I’m not completely sure what approach I would bet on. I certainly follow developments in meta-learning and large models carefully. If the answer to this was clear, this wouldn’t be research. Luckily, there are interesting questions to investigate in both directions.

Research Highlights

To give a more concrete idea of research we have done, here are some projects and papers roughly grouped together in themes. These projects were done together with collaborators and students, so do look at the papers themselves.

Causality & Bayesian Model Selection

This is early work, but I’m excited about it. At the NeurIPS 2022 “Causal ML for Impact” workshop we presented our paper on Causal Discovery using Marginal Likelihood. This fits within our theme of using Bayesian model selection for many things. We straightforwardly use Bayesian model selection to discover causal direction in bivariate datsets. Simple principles lead to a method that performs very well compared to existing methods.

The appeal of investigating relationships between Bayesian inference and causality is that it may provide a guide to developing methods in more complex scenarios, like causal representation learning.

(Do get in touch if you want to discuss thoughts on this work, any possible issues, or suggested benchmarks.)

Learning invariances

Invariance and equivariance are very common inductive biases, with the ubiquitous convolutional layer being the most common example. When designing architectures, humans currently choose how many convolutional layers to use, together with parameters like filter size. Often these choices are made with a laborious trial-and-error procedure (cross-validation). To make the number of choices even larger, other types of convolutional layers have been developed in recent years, which help generalisation across different scales and rotations. The optimal inductive bias varies by problem and dataset, so it would be nice if we had an automatic procedure for determining these.

We are developing methods that allow weights and architecture to be learned at the same time, by optimising a single objective function. In our paper Learning Invariances using the Marginal Likelihood we expressed invariances as data augmentations, and learned the correct data augmentation parameters through backprop with a single optimisation run. The objective function was derived from the principles of Bayesian model selection1.

The final invariance can be visualised by looking at the samples that the data augmentation procedure generates. Samples generated for a particular input image visualise which transformations are seen as not changing the label (see figure below).

Samples from data augmentation procedure.
Figure: Samples describing the learned invariance for some MNIST digits (squares). The method becomes insensitive to local rotations, shears, and rotations.

Overall, this procedure is a lot more convenient than training a model many times in a cross-validated grid search over the data augmentation parameters. What really shows that invariances are truly learned here, is that if you apply the same method to a dataset with different characteristics, a different invariance is learned. The same exact method that worked well on MNIST would learn almost full rotational invariance for rotated MNIST (see paper for results). Following the normal procedure, the cross-validated grid search would have to be performed again!

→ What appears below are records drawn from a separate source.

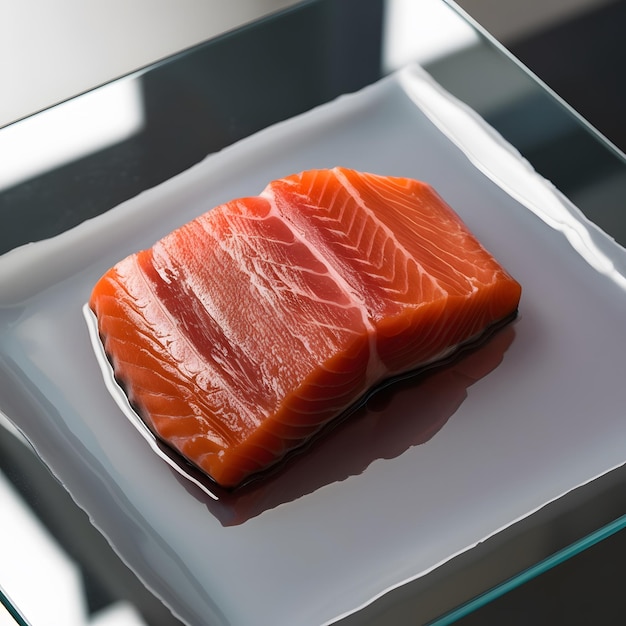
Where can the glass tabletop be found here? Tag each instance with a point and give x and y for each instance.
(82, 158)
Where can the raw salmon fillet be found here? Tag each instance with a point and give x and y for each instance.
(238, 336)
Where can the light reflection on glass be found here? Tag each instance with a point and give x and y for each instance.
(422, 31)
(70, 130)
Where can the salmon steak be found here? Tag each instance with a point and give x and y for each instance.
(243, 333)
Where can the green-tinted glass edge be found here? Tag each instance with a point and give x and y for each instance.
(530, 573)
(12, 609)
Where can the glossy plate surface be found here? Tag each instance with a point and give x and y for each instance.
(430, 469)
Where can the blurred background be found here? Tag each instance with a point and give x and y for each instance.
(50, 51)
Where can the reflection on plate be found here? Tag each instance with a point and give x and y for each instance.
(519, 423)
(375, 428)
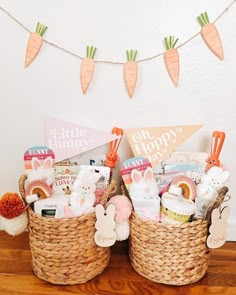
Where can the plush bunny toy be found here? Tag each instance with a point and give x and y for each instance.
(123, 211)
(212, 182)
(105, 235)
(83, 197)
(143, 187)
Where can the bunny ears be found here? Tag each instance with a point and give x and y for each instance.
(136, 176)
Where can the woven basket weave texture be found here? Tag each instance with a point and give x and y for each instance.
(170, 254)
(63, 250)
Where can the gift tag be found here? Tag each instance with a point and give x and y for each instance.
(218, 228)
(138, 163)
(105, 235)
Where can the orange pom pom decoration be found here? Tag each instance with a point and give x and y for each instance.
(11, 205)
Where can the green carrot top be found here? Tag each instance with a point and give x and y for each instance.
(90, 52)
(41, 29)
(203, 19)
(170, 42)
(131, 55)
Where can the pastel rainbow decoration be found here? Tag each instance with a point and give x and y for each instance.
(40, 188)
(188, 186)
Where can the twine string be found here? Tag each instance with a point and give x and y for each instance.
(110, 61)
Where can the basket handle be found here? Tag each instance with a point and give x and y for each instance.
(219, 200)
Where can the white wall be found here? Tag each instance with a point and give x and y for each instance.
(51, 85)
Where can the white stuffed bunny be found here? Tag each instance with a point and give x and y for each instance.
(143, 187)
(212, 182)
(105, 235)
(83, 197)
(41, 170)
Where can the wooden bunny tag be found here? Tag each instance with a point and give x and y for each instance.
(218, 228)
(105, 236)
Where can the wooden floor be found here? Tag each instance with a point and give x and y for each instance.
(16, 276)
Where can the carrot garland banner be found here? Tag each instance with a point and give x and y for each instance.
(171, 59)
(87, 68)
(208, 32)
(34, 44)
(210, 35)
(131, 71)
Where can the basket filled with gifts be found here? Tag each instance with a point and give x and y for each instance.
(179, 214)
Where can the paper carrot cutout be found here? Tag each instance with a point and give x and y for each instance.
(112, 156)
(171, 59)
(34, 44)
(131, 71)
(210, 35)
(87, 68)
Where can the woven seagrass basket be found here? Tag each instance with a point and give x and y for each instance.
(63, 250)
(171, 254)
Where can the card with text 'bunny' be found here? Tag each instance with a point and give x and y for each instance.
(138, 163)
(39, 164)
(40, 155)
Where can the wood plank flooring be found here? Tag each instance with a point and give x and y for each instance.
(16, 276)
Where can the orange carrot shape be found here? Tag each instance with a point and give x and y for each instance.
(87, 68)
(34, 44)
(171, 59)
(131, 71)
(210, 35)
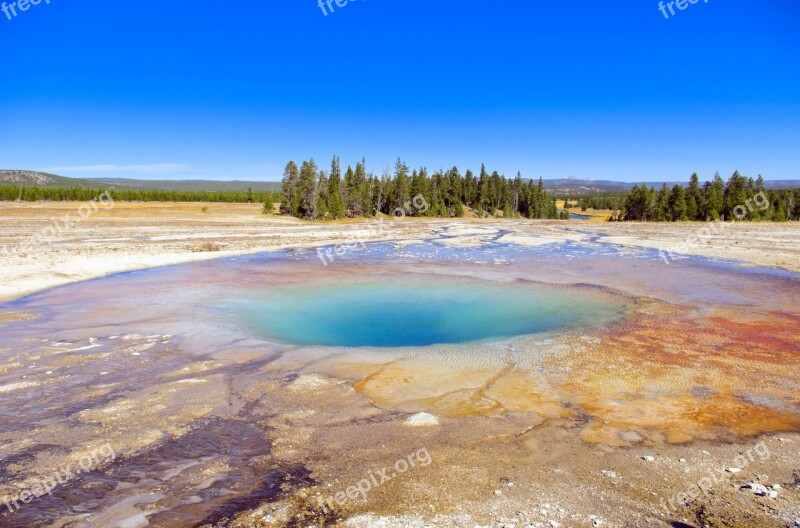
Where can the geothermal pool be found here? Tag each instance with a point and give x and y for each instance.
(413, 312)
(228, 384)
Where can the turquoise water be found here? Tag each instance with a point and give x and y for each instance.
(419, 314)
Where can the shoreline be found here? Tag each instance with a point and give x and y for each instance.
(138, 236)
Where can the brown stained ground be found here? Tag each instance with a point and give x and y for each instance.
(212, 429)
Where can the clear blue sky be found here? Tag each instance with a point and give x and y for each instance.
(233, 90)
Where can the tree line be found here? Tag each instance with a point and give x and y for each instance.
(740, 198)
(315, 194)
(81, 194)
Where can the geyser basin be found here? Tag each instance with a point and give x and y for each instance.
(417, 313)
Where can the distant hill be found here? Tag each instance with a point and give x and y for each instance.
(41, 179)
(554, 186)
(188, 185)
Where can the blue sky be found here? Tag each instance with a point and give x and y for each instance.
(233, 90)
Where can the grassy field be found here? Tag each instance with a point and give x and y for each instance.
(597, 215)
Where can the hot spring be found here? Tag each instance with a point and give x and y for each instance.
(413, 313)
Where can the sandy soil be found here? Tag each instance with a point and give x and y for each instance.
(504, 470)
(143, 235)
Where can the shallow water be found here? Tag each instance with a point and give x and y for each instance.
(216, 380)
(412, 313)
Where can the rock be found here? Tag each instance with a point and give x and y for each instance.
(422, 420)
(758, 489)
(631, 436)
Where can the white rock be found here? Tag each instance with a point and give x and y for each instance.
(758, 489)
(422, 420)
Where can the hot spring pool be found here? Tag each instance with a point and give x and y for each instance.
(416, 313)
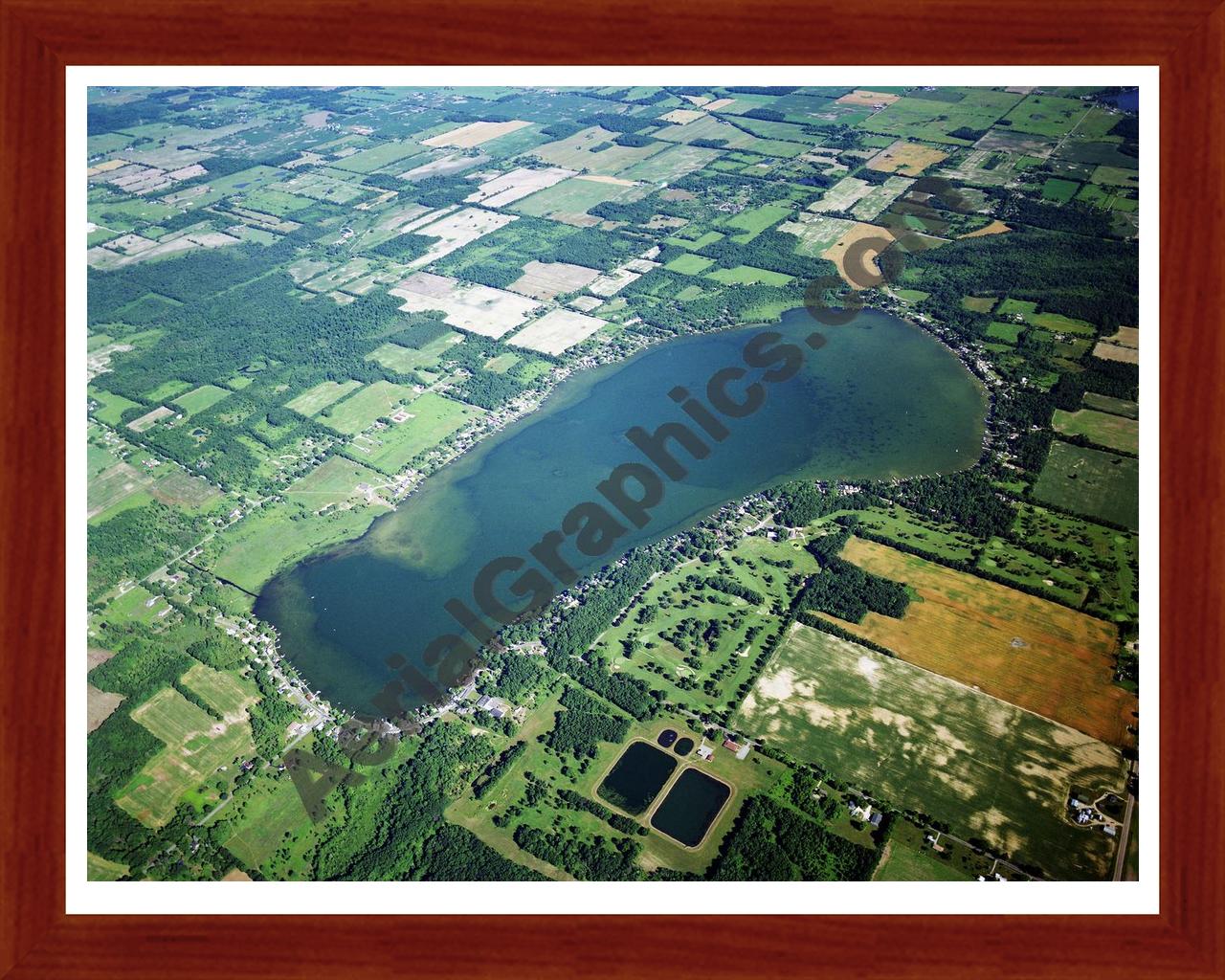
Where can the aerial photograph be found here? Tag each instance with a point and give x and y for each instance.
(571, 482)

The method above was based on Gaussian processes, and we since have been working on neural network equivalents which learn different kinds of equivariant tied weights. Our 2022 UAI paper provided some nice GIFs of different kinds of convolutional structure being learned together with weights (see figure below).

my alt text
Figure: Learning rotationally equivariant filter structure starting from full connectivity. Note how the rotation of the filters increases as it learns the equivariant structure.

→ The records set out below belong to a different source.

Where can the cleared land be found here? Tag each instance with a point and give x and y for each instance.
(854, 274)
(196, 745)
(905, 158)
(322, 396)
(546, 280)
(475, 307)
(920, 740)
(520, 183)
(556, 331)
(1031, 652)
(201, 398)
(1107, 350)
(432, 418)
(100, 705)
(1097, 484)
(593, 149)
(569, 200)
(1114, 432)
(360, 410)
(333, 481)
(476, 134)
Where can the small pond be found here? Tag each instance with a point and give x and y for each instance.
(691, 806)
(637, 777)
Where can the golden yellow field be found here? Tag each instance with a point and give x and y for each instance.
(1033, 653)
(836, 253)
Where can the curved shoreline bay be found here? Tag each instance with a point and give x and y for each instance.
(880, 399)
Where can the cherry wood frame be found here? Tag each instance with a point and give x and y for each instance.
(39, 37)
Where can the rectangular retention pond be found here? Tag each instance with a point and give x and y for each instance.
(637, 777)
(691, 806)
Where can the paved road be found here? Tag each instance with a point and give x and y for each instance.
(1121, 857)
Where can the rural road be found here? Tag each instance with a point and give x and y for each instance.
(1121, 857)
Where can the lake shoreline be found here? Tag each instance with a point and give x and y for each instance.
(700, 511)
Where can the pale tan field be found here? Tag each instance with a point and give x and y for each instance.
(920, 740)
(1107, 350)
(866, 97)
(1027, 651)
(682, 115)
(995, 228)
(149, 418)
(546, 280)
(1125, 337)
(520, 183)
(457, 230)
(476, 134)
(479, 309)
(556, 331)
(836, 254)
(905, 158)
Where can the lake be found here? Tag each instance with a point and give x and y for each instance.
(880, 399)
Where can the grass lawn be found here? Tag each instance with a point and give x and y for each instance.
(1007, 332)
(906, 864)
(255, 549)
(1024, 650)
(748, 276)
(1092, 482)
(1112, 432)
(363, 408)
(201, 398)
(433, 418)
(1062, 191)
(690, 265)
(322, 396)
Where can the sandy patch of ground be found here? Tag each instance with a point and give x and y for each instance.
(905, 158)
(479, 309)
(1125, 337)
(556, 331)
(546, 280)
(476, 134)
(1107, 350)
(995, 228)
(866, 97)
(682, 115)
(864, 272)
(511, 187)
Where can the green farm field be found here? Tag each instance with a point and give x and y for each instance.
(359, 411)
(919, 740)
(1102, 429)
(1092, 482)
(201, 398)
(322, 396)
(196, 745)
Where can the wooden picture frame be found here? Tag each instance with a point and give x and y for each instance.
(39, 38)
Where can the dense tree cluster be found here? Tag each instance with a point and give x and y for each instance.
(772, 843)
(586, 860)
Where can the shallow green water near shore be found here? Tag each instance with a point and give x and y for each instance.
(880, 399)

What is particularly exciting is that we have been making steady progress towards making this work in deep neural networks. Approximations to the marginal likelihood that only considered the last layer were partially successful, while modifications of full-network Laplace approximations actually worked for ResNets.

What are the limitations?

  • The current method is still a bit cumbersome. Our goal is to make model selection a universally applicable tool that makes hyperparameter tuning as easy as learning weights.
  • You need to specify a solution space of invariances, from which the correct invariance is picked. All machine learning methods need to parameterise their solution space, but so far we have only parameterised simple ones like the space of distributions on affine transformations, and local deformations.
  • We would like to be able to learn all hyperparameters that currently need to be adjusted in neural networks (e.g. how many neurons to use, or other architectural properties).

There is plenty of more to do!

Accurate and Automatic Gaussian process approximations

We also do nitty-gritty research to make Gaussian processes (a model that is also common in statistics) work really well. One neat property of GPs is that there are principles for selecting all their free parameters. In principle, this means that humans aren’t needed in the loop to train them.

Unfortunately, to reduce computational complexity, approximations need to be introduced. These often introduce free parameters again, which then means that a human has to intervene to ensure that the quality of the approximation is acceptable. This defeats part of the point! We improved two GP approximations (variational and conjugate gradient) by providing:

  • automatic procedures for selecting approximation parameters, and
  • mathematical guarantees on the quality of the solution.

This helps the methods give solutions in a more computationally efficient manner, while also making them more accurate. These methods help give predictions that you can really trust.

See:

In the search for faster GP approximations, I have also worked on variational bounds that do not require matrix inverses to be computed. While the maths works, getting the method to optimise quickly enough for it to actually provide a practical benefit is still difficult. I do think the results are neat, and that there is a lot more to be looked into here.

Deep Gaussian processes

Why is accurate Gaussian process inference important? Well, apart from GPs being useful for noisy and/or low-data tasks where quantifying uncertainty is important2, GPs are also a different representation of a neural network layer. It seems that there are advantages in terms of the quality of approximate Bayesian inference when representing a layer as a GP rather than with weights. One key research question is whether thinking about neural network layers as GPs can help bring the benefits of Bayesian inference (uncertainty and automatic model selection) to deep neural networks.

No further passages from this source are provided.